Yedioth Aharanoth, an Israeli evening newspaper, reported on October 1 that the five have secretly agreed to “build common infrastructure to fight terrorism” in the Middle East. The parties had reached agreement at the highest level during secret talks in the preceding two weeks on the initiative of king Abdullah II of Jordan, the paper said. The infrastructure will facilitate the establishment of strong links between the secret agencies of the parties concerned, especially for the purpose of exchanging information, it added.
According to Yedioth Aharanoth, the idea of formalising the security co-operation was first proposed by Abdullah, who put it to Arafat during the latter’s visit Amman, on September 16. Arafat then secured the agreement of Ehud Barak, the Israeli prime minister, Egypt’s president Husni Mubarak and Bill Clinton, the US president.
Other reports, however, suggest that the idea may have come from Barak. After his meeting with Abdullah on September 16, Arafat is reported to have gone for a secret meeting with Barak the same day. This meeting took place at Barak’s private residence in Kohav Yair, east of Tel Aviv. According to the London-based daily Independent, the Israeli leader telephoned Abdullah while he was conferring with Arafat to make the proposal.
While the logistics of the deal remain hazy, there is no doubt that the three men quickly adopted the proposal. According to Yedioth Aharanoth, cooperation under the new agreement began after the car-bomb explosions in the Israeli towns of Haifa and Tiberias. Hamas leaders Khalid Misha’al, Musa Abu-Marzouk and Ibrahim Ghosheh were arrested on September 22, the day after an ‘Israeli Arab’ arrested for the bombings had admitted links with Hamas. The organisation’s offices in Jordan had already been closed in August.
The danger lies in the development of the so-called ‘security infrastructure’, consisting mainly of pooled information on the global Islamic movement. The bilateral arrangements between Arab, US, and Israeli governments for exchanging information have not so far been as effective as the US and Israel would like. The bombing of American targets in Saudi Arabia, for instance, has not been fully explained, and Shaikh Osama bin Ladin’s whereabouts, and the hiding-places of his wealth, have eluded detection.

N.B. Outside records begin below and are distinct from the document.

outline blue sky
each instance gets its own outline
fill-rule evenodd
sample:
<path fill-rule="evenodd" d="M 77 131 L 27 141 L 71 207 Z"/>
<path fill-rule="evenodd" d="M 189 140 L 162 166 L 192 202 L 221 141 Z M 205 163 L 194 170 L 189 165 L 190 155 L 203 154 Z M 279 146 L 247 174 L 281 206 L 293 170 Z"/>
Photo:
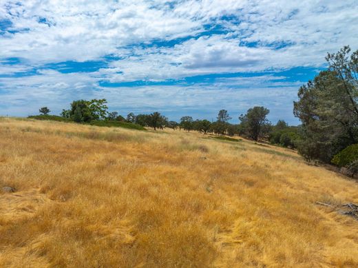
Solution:
<path fill-rule="evenodd" d="M 358 49 L 353 1 L 0 1 L 0 115 L 72 100 L 238 122 L 255 105 L 298 121 L 298 88 L 327 52 Z"/>

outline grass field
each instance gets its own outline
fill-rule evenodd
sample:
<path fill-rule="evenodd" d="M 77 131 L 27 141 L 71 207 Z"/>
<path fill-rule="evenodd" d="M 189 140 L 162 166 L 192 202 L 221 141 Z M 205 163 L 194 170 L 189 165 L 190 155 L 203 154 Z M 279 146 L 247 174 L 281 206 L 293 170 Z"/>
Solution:
<path fill-rule="evenodd" d="M 0 118 L 1 267 L 357 267 L 358 183 L 295 152 Z"/>

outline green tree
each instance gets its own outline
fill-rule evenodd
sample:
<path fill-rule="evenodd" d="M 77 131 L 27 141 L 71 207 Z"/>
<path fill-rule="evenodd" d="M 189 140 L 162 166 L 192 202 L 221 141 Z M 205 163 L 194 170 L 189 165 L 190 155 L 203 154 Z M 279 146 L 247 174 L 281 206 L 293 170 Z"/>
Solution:
<path fill-rule="evenodd" d="M 284 120 L 279 120 L 275 125 L 275 130 L 282 130 L 287 128 L 288 125 Z"/>
<path fill-rule="evenodd" d="M 156 130 L 157 128 L 163 129 L 167 122 L 167 118 L 159 112 L 150 114 L 147 118 L 148 126 Z"/>
<path fill-rule="evenodd" d="M 136 116 L 136 124 L 140 125 L 143 127 L 148 125 L 149 115 L 140 114 Z"/>
<path fill-rule="evenodd" d="M 269 112 L 268 109 L 255 106 L 249 109 L 246 114 L 241 114 L 239 117 L 249 136 L 254 141 L 257 141 L 264 133 L 265 126 L 269 123 L 266 118 Z"/>
<path fill-rule="evenodd" d="M 134 113 L 130 112 L 127 115 L 126 121 L 128 123 L 136 123 L 136 116 Z"/>
<path fill-rule="evenodd" d="M 173 130 L 176 130 L 179 124 L 176 121 L 169 121 L 166 125 L 167 127 L 171 128 Z"/>
<path fill-rule="evenodd" d="M 79 122 L 78 116 L 81 114 L 81 122 L 90 122 L 94 119 L 93 114 L 88 106 L 88 101 L 85 100 L 74 101 L 71 103 L 71 118 L 76 122 Z M 75 111 L 77 110 L 75 115 Z M 76 120 L 75 120 L 76 116 Z"/>
<path fill-rule="evenodd" d="M 350 56 L 350 52 L 346 46 L 328 54 L 328 69 L 298 91 L 293 110 L 302 123 L 298 151 L 307 160 L 329 163 L 358 142 L 358 50 Z"/>
<path fill-rule="evenodd" d="M 108 106 L 107 106 L 107 100 L 105 99 L 94 99 L 87 101 L 87 105 L 93 119 L 103 120 L 106 118 Z"/>
<path fill-rule="evenodd" d="M 74 121 L 77 122 L 77 123 L 83 122 L 83 116 L 82 115 L 82 112 L 81 112 L 80 105 L 76 106 L 76 108 L 74 110 L 74 114 L 73 114 L 73 120 L 74 120 Z"/>
<path fill-rule="evenodd" d="M 182 116 L 180 118 L 180 127 L 187 130 L 188 132 L 193 130 L 193 117 L 191 116 Z"/>
<path fill-rule="evenodd" d="M 61 113 L 61 116 L 65 118 L 71 118 L 71 110 L 63 109 Z"/>
<path fill-rule="evenodd" d="M 201 120 L 200 123 L 200 129 L 199 130 L 204 133 L 204 134 L 207 134 L 207 132 L 210 130 L 210 127 L 211 125 L 211 123 L 207 119 Z"/>
<path fill-rule="evenodd" d="M 51 111 L 47 107 L 43 107 L 40 108 L 39 112 L 41 114 L 48 115 L 50 113 L 50 112 L 51 112 Z"/>
<path fill-rule="evenodd" d="M 110 121 L 115 121 L 118 116 L 118 113 L 117 112 L 111 112 L 108 113 L 107 116 L 107 118 Z"/>
<path fill-rule="evenodd" d="M 227 112 L 226 110 L 220 110 L 219 111 L 219 113 L 218 114 L 218 121 L 222 122 L 222 123 L 227 123 L 229 120 L 232 119 L 231 117 L 230 117 L 230 115 Z"/>

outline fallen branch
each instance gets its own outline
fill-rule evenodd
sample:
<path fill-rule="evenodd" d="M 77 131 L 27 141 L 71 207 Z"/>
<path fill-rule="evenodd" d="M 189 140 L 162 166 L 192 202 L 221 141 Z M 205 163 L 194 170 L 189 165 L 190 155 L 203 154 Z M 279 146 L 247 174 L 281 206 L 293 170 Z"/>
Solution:
<path fill-rule="evenodd" d="M 326 207 L 334 207 L 331 205 L 326 204 L 325 203 L 322 203 L 322 202 L 318 202 L 318 201 L 316 202 L 316 204 L 320 205 L 322 205 L 322 206 L 326 206 Z"/>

One of the aims of the planned database will be to trace the sources of funding the global Islamic movement. Even ‘moderate’ Islamic movements, which restrict their activities to charity work, are unwelcome, as their success reflects favourably on political Islam. This explains the recent crackdown on non-governmental organisations (NGOs) in Egypt doing purely charity or other social work. Another aim will be to trace Islamic activists the world over ï the ‘Afghan Arabs’, for example - and to prepare information, whether false or true, leading to their eventual ‘repatriation’ or extradition. Members of the Islamic media have also been identified as potential targets.
The first lesson for the global Islamic movement in these circumstances is clear: vigilance to defeat the infiltrators.